Работники заволновались и начали понемногу оттеснять эконома от ворот. Было видно, что многие среди них готовы открыть ворота и разбойникам, а уж быть арестованными за сопротивление властям не хотел никто.

– Да какие у вас основания? – жалобно завопил Амадия.

– Отдайте преступника, не то обыщем все помещение!

– Какого преступника? – спросил, холодея, эконом.

– Преступника по кличке Две-морковки, из шайки Свиного Глазка: на лбу у него язва, скрывающая клеймо, и этот человек вчера ограбил дом почтенного Иданы. Свидетели рассказали, что он вошел с украденным сундуком в ваш дом, а потом его видели в кабачке с вашим сторожем!
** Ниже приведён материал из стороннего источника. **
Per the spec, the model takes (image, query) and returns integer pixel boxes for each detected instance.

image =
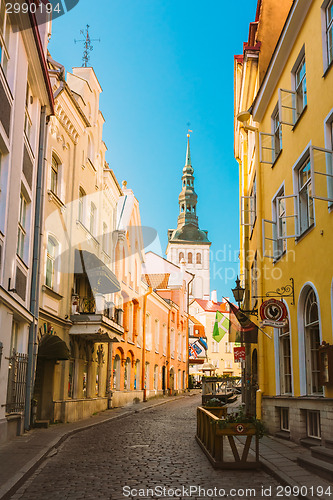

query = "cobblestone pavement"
[12,396,290,500]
Эконом всплеснул руками и оглянулся: но сторожа Даны Косолапки нигде не было видно.

– Разыскать сторожа! – отдал приказание эконом.

И что же? Прошло меньше времени, чем надо, чтобы наполнить ведро водой из родника, – трое слуг выволокли из домика бедного Косолапку и какого-то чужака с розовой язвой на лбу. За ними двое стражников тащили сундук. Косолапка и незнакомец были пьяны выше глаз.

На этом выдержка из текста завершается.